Hospital Auxiliadora já havia sinalizado dificuldade de aquisição dos medicamentos em agosto de 2020
19/01/2021 09h21
Por: Deyvid Santos
TRÊS LAGOAS (MS) – O Ministério Público de Mato Grosso do Sul (MPMS) vai investigar o risco de colapso no estoque de medicamentos para entubação no Hospital Auxiliadora, em Três Lagoas. O hospital, que é referência no combate à Covid-19 no município e em toda costa leste do estado, já havia sinalizado a dificuldade de aquisição medicamentos usados na analgesia e sedação de pacientes que precisavam ser entubados em agosto de 2020.
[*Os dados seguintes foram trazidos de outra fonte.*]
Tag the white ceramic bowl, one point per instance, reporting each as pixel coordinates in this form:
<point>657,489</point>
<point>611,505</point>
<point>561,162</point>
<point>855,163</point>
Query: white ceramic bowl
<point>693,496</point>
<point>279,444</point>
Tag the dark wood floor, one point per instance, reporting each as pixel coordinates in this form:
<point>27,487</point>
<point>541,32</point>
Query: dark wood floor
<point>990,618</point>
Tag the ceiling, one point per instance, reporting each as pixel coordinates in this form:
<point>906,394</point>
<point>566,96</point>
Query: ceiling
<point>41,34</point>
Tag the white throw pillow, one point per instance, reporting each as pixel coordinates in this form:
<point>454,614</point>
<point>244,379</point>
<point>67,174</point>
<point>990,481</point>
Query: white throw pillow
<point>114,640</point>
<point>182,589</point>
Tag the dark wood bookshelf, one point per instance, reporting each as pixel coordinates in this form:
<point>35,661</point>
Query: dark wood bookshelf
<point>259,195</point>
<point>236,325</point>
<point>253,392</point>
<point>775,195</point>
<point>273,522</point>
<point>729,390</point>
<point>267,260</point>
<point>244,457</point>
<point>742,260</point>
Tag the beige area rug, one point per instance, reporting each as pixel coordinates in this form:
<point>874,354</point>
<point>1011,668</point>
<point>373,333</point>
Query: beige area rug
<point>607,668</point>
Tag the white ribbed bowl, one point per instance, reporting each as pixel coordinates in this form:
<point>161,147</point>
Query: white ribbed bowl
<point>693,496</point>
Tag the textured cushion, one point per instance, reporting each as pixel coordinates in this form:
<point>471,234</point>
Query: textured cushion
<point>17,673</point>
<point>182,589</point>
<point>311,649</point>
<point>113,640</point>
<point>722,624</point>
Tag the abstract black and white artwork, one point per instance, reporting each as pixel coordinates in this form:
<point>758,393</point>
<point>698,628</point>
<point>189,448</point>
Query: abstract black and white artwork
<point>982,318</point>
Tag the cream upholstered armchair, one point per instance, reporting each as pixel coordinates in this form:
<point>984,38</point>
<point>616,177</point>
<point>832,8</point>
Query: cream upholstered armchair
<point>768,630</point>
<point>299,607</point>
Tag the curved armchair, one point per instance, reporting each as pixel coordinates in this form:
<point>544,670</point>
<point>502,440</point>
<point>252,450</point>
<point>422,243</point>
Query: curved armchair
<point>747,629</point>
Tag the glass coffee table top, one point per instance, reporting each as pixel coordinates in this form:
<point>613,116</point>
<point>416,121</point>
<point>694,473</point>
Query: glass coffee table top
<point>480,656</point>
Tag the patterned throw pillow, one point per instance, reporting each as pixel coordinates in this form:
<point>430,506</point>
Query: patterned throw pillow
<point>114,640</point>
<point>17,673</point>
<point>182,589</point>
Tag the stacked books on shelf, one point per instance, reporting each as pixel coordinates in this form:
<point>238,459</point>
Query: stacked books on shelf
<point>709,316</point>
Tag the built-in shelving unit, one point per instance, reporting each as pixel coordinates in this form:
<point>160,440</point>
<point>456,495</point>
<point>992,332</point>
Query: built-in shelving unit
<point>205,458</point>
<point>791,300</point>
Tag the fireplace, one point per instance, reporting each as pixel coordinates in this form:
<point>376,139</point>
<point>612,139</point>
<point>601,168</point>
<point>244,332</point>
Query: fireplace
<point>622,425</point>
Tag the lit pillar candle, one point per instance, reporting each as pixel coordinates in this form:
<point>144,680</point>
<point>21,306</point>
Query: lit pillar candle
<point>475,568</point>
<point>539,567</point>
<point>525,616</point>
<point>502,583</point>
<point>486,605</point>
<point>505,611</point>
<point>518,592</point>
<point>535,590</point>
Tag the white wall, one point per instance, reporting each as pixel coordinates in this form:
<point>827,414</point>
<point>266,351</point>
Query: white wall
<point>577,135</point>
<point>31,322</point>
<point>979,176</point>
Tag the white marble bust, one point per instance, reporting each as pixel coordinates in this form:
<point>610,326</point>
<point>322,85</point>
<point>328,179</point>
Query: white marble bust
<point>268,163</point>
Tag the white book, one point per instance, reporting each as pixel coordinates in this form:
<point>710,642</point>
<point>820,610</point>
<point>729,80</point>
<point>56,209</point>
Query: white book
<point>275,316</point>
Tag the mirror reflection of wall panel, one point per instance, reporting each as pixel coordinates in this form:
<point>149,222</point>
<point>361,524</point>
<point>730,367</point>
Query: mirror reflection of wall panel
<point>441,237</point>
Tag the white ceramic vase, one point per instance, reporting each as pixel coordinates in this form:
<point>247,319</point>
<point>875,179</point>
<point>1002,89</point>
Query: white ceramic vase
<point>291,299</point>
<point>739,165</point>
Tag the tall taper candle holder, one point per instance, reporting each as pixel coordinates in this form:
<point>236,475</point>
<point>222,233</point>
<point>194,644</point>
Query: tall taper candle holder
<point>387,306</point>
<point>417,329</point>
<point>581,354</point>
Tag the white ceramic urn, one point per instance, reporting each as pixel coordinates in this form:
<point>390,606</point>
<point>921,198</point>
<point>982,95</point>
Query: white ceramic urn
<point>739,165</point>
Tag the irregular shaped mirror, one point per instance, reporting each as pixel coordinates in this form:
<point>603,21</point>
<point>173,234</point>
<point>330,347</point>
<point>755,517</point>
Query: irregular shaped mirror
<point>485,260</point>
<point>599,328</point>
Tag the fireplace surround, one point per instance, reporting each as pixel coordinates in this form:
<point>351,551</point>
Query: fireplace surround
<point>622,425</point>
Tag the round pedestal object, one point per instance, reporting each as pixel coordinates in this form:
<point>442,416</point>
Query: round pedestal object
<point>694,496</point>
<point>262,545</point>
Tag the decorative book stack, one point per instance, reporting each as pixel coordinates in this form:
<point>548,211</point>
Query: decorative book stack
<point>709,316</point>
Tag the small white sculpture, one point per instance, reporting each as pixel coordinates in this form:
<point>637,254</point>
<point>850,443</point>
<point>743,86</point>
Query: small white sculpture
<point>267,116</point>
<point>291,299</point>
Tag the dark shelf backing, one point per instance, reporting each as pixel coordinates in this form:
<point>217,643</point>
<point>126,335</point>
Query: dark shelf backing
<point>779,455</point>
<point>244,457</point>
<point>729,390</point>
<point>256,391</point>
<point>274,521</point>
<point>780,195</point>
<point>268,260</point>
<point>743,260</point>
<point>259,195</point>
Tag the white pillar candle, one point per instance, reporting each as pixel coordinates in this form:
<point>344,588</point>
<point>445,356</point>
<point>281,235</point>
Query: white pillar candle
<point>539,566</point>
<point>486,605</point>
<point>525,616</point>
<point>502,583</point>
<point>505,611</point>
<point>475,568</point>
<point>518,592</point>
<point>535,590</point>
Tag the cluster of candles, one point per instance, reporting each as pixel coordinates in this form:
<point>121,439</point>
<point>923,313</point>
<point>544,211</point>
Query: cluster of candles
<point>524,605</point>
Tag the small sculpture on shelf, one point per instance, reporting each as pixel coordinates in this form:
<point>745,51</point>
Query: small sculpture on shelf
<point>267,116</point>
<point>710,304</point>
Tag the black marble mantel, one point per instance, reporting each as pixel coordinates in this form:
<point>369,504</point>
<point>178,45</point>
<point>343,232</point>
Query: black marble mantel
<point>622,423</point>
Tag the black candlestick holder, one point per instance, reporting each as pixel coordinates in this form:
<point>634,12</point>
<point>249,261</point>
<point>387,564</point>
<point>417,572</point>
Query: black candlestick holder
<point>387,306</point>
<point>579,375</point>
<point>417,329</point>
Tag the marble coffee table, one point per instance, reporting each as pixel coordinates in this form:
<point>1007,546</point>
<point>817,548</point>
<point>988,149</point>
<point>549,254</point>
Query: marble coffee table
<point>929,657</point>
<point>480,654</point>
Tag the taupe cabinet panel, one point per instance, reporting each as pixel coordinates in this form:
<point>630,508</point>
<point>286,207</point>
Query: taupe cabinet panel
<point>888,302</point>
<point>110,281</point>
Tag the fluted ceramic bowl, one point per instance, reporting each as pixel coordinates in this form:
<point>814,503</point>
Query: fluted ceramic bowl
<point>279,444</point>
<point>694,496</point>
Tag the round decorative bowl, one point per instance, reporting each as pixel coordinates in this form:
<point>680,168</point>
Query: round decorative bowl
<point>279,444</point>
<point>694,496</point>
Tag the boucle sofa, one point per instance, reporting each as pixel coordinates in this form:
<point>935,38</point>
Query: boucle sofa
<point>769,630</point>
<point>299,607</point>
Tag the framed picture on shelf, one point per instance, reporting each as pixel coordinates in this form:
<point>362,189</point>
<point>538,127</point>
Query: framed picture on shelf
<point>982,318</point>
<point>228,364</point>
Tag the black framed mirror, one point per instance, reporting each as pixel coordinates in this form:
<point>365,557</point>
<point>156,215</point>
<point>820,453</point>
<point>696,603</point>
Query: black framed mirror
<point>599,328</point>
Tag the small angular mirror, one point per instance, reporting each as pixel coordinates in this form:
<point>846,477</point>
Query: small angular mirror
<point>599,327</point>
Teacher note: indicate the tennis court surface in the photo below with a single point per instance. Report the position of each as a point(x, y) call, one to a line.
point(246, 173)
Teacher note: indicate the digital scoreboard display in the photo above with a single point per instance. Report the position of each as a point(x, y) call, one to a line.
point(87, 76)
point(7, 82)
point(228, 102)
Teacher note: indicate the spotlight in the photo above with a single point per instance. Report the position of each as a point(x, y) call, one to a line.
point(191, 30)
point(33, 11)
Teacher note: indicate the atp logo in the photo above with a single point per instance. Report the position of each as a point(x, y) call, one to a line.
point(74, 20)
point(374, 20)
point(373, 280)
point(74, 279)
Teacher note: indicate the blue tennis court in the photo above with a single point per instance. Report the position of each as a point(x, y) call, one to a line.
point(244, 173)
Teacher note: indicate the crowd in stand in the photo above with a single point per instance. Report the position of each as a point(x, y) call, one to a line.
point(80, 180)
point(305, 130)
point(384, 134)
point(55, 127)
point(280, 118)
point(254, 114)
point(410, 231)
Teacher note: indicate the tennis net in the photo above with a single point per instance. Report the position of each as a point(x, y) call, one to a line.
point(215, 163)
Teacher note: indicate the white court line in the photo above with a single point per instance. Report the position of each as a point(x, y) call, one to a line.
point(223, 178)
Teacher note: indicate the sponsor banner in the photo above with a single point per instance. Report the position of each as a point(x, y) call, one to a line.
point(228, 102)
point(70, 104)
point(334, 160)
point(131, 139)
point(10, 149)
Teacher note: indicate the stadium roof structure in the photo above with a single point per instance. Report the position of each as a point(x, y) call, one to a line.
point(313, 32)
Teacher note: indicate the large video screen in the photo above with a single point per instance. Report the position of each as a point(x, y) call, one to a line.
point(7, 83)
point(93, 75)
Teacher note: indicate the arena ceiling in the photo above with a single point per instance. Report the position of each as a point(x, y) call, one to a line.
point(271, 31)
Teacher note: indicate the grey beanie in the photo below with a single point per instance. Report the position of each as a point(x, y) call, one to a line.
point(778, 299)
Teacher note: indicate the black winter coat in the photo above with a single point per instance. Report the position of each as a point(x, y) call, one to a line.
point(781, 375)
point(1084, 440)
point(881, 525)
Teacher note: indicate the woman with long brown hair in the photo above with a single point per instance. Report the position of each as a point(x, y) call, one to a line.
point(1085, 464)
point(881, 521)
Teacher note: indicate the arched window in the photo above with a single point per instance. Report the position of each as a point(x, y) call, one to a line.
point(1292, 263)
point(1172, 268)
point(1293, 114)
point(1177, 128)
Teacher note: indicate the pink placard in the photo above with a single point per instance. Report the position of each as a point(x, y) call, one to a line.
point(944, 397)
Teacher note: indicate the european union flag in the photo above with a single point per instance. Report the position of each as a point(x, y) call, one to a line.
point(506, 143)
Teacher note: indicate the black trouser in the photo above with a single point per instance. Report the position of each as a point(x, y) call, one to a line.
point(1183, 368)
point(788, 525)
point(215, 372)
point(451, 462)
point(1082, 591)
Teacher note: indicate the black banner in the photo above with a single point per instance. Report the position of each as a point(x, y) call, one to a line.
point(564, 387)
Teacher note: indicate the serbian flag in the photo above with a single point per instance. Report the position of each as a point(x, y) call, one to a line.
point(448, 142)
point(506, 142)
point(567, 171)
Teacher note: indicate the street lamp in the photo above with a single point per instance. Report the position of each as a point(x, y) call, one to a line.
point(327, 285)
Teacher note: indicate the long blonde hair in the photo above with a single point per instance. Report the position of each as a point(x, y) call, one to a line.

O MPMS publicou no Diário Oficial desta terça-feira (19) a abertura de um inquérito que irá averiguar, através da 4ª Promotoria de Justiça, os motivos que levaram o estoque a ficar em estado crítico. Em notas fiscais apresentadas das últimas aquisições, o hospital demonstrou o aumento no preço dos produtos, prejudicando ainda mais a obtenção.
Objetivo do inquérito é apurar o risco de colapso de estoques de materiais e medicamentos essenciais na assistência de pacientes com suspeita ou confirmação de COVID-19 em Três Lagoas, notadamente pela alta demanda do mercado nacional, atraso na logística de entrega e alta nos preços de medicamentos.
Os medicamentos com estoque mais críticos em Três Lagoas são Atracúrio, CISAtracúrio, Rocurônio e Propofol. Eles são utilizados na analgesia e sedação dos pacientes que precisam ser entubados.
No último boletim epidemiológico, divulgado pela Secretaria Municipal de Saúde ontem (18), sete pessoas estão internadas em leitos públicos de UTI (Unidades de Terapia Intensiva) no município devido à Covid-19. Outros quatro estão internados em leitos privados. O município atingiu a marca de 5.146 pessoas infectadas pelo novo coronavírus, 1.338 continuam como casos ativos.